Neurodivergence-aware therapy or coaching looks different:

  • It validates your experience. Your sensitivity is real. Your struggles are valid. You’re not broken or defective.
  • It’s explicit and structured. Instead of expecting you to intuit the therapeutic process, it makes everything clear: “Here’s what we’re doing today. Here’s why. Here’s what to expect.”
  • It addresses both the neurodivergence and the trauma. It doesn’t treat them as separate issues but as interconnected parts of your experience.
  • It works with your nervous system, not against it. It uses somatic approaches, polyvagal theory, and trauma-informed techniques that respect how your brain and body actually work.
  • It challenges internalized ableism. It helps you recognize when you’re judging yourself by neurotypical standards and offers permission to need what you need.
  • It recognizes masking as a trauma response. And it helps you slowly, safely, learn to unmask—to be yourself without the constant performance of “normalcy.”

Recent research emphasizes the importance of adapting therapeutic approaches for neurodivergent clients, particularly those with trauma histories (Kinnaird et al., 2019; Rumball et al., 2021). Standard protocols often need modification to account for differences in sensory processing, communication styles, and emotional regulation.

If you’re looking for support, look for therapists or coaches who:

  • Explicitly state they work with neurodivergent adults
  • Understand the intersection of neurodivergence and trauma
  • Use approaches like EMDR, somatic therapy, IFS (Internal Family Systems), or polyvagal-informed therapy
  • Are willing to be explicit, direct, and collaborative in their approach
  • Ideally, are neurodivergent themselves (lived experience matters)

Is This Even Real? (A Critical Look)

Let me be clear: 

This post/essay is drawn from my personal and professional experiences as a clinical mental health and substance abuse counselor and informed by research. 

But the combined information is my working theory. My way of sorting and understanding what I see and live for the past 10-30 years. Not a way to diagnose yourself. Not a universal truth. Not medical advice. Research has not caught up to the messy reality of lived experience yet. So take this writing with a grain of salt and start building a team of professionals around you to help assess and apply what is known to your personal situation. 
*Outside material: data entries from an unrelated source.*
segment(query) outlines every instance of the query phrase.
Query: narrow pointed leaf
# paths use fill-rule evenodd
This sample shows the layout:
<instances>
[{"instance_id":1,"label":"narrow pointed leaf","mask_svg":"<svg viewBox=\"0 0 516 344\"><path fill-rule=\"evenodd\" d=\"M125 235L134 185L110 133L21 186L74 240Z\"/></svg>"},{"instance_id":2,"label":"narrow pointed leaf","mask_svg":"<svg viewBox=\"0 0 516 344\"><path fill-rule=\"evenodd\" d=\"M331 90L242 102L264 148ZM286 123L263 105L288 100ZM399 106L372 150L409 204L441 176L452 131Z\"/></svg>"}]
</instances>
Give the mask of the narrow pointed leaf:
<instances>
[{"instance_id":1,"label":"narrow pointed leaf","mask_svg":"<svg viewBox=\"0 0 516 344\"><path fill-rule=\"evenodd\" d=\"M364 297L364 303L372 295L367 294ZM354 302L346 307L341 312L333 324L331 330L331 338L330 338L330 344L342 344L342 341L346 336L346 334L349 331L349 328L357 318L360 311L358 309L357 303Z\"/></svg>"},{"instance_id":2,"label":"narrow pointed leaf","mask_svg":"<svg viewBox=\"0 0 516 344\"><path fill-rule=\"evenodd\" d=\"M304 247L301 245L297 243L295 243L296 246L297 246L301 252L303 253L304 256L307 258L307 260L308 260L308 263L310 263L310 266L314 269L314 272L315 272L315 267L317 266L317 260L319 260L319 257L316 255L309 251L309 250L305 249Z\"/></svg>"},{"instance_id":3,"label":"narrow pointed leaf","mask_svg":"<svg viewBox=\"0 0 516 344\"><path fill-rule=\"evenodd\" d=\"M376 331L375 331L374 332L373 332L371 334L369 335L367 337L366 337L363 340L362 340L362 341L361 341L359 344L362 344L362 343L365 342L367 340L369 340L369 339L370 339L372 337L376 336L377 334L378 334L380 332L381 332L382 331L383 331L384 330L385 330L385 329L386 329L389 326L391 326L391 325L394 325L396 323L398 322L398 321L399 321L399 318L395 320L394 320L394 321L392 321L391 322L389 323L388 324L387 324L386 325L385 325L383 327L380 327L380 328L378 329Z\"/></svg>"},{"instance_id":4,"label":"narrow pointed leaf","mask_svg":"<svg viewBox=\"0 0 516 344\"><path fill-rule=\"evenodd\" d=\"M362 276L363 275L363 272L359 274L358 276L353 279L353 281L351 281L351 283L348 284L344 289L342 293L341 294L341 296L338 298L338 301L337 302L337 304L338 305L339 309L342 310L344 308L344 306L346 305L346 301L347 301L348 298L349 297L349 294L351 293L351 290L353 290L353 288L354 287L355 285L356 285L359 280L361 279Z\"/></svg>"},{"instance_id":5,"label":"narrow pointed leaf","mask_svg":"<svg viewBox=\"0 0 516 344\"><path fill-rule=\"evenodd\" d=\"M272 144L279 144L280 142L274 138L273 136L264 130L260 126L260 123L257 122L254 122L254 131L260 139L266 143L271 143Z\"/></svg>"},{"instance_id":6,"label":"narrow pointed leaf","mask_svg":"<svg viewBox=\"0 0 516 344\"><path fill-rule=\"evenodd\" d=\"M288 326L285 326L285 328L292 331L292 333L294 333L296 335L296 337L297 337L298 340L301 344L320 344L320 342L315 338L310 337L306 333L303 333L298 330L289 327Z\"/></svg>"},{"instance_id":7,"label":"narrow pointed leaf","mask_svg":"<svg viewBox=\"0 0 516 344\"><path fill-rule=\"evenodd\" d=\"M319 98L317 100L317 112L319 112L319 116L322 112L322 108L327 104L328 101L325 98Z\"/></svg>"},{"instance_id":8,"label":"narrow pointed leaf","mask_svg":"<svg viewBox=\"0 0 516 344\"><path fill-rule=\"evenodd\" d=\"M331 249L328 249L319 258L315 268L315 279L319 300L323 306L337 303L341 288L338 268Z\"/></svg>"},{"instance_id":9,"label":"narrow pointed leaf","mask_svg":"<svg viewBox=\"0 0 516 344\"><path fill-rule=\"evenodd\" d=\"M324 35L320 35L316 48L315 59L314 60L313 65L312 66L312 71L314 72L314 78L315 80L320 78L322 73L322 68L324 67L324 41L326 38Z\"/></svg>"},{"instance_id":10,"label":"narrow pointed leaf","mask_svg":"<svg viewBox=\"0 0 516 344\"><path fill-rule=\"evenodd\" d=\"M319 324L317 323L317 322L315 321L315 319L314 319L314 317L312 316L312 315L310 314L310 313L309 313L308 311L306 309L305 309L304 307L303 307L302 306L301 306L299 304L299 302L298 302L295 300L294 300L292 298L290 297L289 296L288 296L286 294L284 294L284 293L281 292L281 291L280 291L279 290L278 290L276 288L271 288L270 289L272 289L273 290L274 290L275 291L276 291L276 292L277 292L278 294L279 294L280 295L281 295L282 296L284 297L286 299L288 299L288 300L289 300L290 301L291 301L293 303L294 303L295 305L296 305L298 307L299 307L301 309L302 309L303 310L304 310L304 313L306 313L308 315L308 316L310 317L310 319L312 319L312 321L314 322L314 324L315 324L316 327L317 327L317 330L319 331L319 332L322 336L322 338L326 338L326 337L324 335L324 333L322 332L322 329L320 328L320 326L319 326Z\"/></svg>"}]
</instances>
Here’s what we know for sure:

  • Parentification is real and well-researched. Kids who are forced to take on adult responsibilities struggle with relationships, boundaries, and emotional intimacy as adults (Hooper et al., 2011).
  • Growing up with parental addiction creates specific patterns of hypervigilance, anxiety, and codependency (Kelley et al., 2019).
  • Emotional neglect is real. Kids who grow up without emotional validation struggle to identify, trust, and express their emotions (Webb, 2012).
  • Neurodivergent people experience emotional dysregulation more frequently (Conner et al., 2020; Mazefsky et al., 2013).
  • Childhood trauma affects neurodivergent people differently and may increase vulnerability to PTSD and complex trauma (Haruvi-Lamdan et al., 2020; Rumball et al., 2021).
  • ADHD symptoms and emotional dysregulation can be worsened by childhood trauma (Biederman et al., 2021; Hirsch et al., 2023).
  • Neurodivergent individuals have higher rates of substance use disorders, especially when trauma is present (Sizoo et al., 2010; Kaye et al., 2019; Evren et al., 2020).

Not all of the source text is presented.